Рагнерфельдт немного помолчал, прежде чем продолжить.

— Ты не сможешь ничего доказать.

— Что я должен доказывать?

— То, что ты утверждаешь о «Тени».

Торгни фыркнул.

— То есть тебе мало того, что я знаю? И ты можешь жить с этим, пока никто ни о чем не догадывается, да?

— А что мне, по-твоему, делать?

— Ты вор.

— Я признаю, что сделал ошибку. Что тебе еще надо?

— Ты собираешься и дальше выдавать ее шедевр за свой и принимать восторги?

— Меня выдвигали на Нобелевскую премию задолго до «Тени». И ты тоже прекрасно понимаешь, что наградили меня не только за нее, но и за другие книги.

— Твои собственные, ты хочешь сказать?

— Я уже сказал, ты ничего не сможешь доказать.

На лице Торгни не дрогнул ни один мускул. Он думал о страхе неполноценности, который несла с собой Халина после унижений, пережитых в Треблинке. Она не верила в себя. Отныне Аксель, а не она будет купаться в лучах славы. Выслушивать лесть культурного истеблишмента, расшаркиваться в ответ на похвалы шедевру, который создала и выстрадала Халина.

Сила, подчинившая себе Торгни, была слепа.

Ложь родилась сама собой, он ее не придумывал. И произнес ее тот же глухой голос.
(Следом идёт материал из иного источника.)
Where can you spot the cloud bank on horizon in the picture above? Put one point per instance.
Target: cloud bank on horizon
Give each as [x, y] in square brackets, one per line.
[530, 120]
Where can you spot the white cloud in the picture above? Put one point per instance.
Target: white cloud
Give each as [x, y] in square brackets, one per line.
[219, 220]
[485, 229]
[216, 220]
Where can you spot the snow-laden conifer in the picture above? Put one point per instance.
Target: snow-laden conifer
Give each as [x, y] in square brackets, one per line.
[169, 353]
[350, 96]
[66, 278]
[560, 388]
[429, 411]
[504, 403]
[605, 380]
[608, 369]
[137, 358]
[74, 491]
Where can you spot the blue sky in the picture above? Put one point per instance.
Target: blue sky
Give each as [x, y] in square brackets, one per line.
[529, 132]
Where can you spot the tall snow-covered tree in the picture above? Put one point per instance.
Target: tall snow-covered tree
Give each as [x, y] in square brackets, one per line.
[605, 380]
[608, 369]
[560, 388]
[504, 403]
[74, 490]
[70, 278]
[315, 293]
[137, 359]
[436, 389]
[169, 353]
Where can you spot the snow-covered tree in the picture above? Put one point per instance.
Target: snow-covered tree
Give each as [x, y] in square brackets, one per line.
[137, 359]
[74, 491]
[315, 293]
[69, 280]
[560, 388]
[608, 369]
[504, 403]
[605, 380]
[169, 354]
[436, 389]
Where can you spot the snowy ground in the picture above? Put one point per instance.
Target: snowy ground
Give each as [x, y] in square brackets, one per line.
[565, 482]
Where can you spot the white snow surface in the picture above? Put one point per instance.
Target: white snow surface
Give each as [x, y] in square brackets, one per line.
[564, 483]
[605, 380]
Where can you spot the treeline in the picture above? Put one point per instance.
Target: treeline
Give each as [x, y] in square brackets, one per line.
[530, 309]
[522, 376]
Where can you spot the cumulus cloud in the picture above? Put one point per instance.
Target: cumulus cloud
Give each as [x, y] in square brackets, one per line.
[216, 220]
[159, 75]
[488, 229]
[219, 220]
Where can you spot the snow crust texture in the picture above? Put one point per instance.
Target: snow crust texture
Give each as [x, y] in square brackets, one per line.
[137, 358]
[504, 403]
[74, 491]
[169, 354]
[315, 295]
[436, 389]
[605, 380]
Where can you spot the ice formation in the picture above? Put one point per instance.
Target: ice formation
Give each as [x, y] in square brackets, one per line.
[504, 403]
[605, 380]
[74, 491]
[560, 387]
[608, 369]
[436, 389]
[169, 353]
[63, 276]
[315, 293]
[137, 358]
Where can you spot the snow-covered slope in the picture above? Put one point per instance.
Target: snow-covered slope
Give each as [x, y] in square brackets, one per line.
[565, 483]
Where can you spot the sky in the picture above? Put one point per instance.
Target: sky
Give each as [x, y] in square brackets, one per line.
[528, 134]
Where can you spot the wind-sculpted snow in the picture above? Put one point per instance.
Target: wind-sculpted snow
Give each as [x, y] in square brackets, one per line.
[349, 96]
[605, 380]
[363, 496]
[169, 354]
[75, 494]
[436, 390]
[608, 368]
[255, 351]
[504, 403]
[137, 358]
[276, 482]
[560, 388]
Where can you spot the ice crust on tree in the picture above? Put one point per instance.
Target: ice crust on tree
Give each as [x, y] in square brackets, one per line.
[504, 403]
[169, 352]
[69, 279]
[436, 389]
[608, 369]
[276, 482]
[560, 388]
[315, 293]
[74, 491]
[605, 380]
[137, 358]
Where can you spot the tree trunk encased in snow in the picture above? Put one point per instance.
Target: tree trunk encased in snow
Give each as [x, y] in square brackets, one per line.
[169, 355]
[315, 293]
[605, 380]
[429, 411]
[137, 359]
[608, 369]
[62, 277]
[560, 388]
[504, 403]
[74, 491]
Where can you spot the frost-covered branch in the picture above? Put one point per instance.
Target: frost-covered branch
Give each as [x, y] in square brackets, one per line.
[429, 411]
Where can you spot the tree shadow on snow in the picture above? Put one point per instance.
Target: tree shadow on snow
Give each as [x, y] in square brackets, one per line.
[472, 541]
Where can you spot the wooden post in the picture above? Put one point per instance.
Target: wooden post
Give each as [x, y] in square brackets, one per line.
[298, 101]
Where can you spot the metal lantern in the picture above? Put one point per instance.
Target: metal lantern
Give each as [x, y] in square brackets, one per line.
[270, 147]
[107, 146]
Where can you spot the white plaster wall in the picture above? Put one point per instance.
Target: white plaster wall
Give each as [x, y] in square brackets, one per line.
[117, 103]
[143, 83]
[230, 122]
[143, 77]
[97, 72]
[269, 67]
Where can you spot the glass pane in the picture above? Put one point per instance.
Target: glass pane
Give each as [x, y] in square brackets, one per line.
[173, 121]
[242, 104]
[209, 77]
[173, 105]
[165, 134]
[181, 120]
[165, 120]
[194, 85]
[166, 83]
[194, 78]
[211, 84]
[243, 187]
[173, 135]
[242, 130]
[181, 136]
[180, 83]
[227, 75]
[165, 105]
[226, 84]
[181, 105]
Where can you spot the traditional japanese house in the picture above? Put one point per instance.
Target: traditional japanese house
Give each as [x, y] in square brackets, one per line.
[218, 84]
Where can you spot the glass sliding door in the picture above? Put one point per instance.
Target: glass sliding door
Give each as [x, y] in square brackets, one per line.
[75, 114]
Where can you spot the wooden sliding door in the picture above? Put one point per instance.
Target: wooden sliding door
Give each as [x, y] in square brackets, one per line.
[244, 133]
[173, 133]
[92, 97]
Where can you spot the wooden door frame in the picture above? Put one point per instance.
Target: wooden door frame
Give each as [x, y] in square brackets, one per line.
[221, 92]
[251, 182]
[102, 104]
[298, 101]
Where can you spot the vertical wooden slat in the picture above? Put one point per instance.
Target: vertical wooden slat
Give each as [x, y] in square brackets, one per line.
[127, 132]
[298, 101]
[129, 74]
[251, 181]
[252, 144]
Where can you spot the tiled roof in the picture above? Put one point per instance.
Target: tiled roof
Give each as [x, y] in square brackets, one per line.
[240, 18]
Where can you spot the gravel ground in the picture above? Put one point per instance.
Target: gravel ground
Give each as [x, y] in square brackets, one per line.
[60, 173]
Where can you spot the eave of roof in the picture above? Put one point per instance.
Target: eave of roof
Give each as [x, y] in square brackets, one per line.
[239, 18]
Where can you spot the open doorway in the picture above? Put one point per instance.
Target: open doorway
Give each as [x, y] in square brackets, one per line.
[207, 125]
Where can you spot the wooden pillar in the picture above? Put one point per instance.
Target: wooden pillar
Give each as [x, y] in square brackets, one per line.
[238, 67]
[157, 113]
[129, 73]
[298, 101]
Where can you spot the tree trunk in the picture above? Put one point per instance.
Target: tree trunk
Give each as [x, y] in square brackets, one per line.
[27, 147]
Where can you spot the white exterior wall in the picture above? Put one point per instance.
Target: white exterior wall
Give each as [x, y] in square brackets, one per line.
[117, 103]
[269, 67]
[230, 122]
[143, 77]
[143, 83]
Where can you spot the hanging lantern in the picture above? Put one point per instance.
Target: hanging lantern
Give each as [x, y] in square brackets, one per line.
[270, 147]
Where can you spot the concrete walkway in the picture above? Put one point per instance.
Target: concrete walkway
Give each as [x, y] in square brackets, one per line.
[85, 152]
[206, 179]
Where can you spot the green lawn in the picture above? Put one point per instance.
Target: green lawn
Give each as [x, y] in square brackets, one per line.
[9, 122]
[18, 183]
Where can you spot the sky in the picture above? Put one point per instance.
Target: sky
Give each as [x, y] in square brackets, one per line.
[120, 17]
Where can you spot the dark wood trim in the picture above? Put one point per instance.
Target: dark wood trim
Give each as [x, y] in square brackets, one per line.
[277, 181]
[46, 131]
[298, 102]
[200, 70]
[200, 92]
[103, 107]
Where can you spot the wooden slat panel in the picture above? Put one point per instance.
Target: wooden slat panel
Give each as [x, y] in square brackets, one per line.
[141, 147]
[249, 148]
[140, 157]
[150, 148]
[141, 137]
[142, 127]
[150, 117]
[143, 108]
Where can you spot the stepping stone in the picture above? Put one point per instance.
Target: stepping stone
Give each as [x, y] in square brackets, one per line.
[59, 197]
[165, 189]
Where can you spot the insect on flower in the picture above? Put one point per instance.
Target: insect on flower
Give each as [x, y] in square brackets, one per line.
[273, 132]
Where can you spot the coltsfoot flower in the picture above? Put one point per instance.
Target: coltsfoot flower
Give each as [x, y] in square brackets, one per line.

— У меня дома остались ее заметки, письма, которые она получала, когда собирала материал, черновики, планы. Написанные ее почерком.

Информация сработала. Но, блефуя, Торгни знал, что Аксель прав. До него не добраться. Никто не поверит Торгни без доказательств. Даже если ему удастся найти Халину. Если Аксель говорит правду, она откажется от всего и спасет Акселя, который выйдет из воды сухим, в то время как в Торгни полетят камни за беспочвенные обвинения.

Ненависть раскалилась добела. Желание уничтожить вытеснило все остальное. Заставить Акселя почувствовать боль, которую он доставил другим. Остальное не важно. Торгни был готов на все, лишь бы добиться этого. Отомстить за отнятое у Халины имя и за собственное поражение. Он должен испортить Рагнерфельдту если не творчество, то жизнь. Ввергнуть его во мрак, чтобы ему сделалось страшно.

В последней тщетной попытке Торгни попытался остановиться на краю пропасти, но все поглотила тьма.

И вот он уже словно со стороны слышит, как чужой голос излагает дьявольский план. Кто придумал его? Неизвестно.